It's often said that doctors act like they're gods. They believe they are right, have the solution, can totally understand the problem. Ok this is a caricature but it has a basis in health systems. We often believe that there is a right answer, that we "know" the right thing to do in any situation. Our science of evidence based medicine simultaneously destroys and supports this view. It destroys the god complex by providing proof of the effectiveness of an intervention in any clearly defined, tightly controlled situation. However, armed with "the evidence" it delivers cast iron certainty that we are right, totally, infallibly correct.
The trouble is that health systems are not simple randomised double blind controlled trials. They are complex adaptive systems which do not respond in linear ways to defined, evidence based interventions. Complex systems require us to let go of the approach which says " I alone have the answer" and further more "this solution is the only one way to succeed".

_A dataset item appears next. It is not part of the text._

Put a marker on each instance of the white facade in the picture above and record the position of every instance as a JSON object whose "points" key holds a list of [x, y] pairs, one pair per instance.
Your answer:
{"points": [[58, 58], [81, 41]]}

Considering the NHS in it's current reformation it would appear that our solutions to the Nicholson challenge will emerge not from the top, not even the political direction of the Houses of Parliament, but instead from those near the front line who are able to experiment with the system, take chances on a trial and error basis, tinkering with the system to rapidly follow examples which provide good outcomes, rapidly abandoning features which produce lesser outcomes.
It won't be easy for us to shift from evidence based certainty to evidence based action not because it requires doctors and politicians to admit that they are not correct, but simply because it requires them to admit that they don't have the answer but are willing to learn.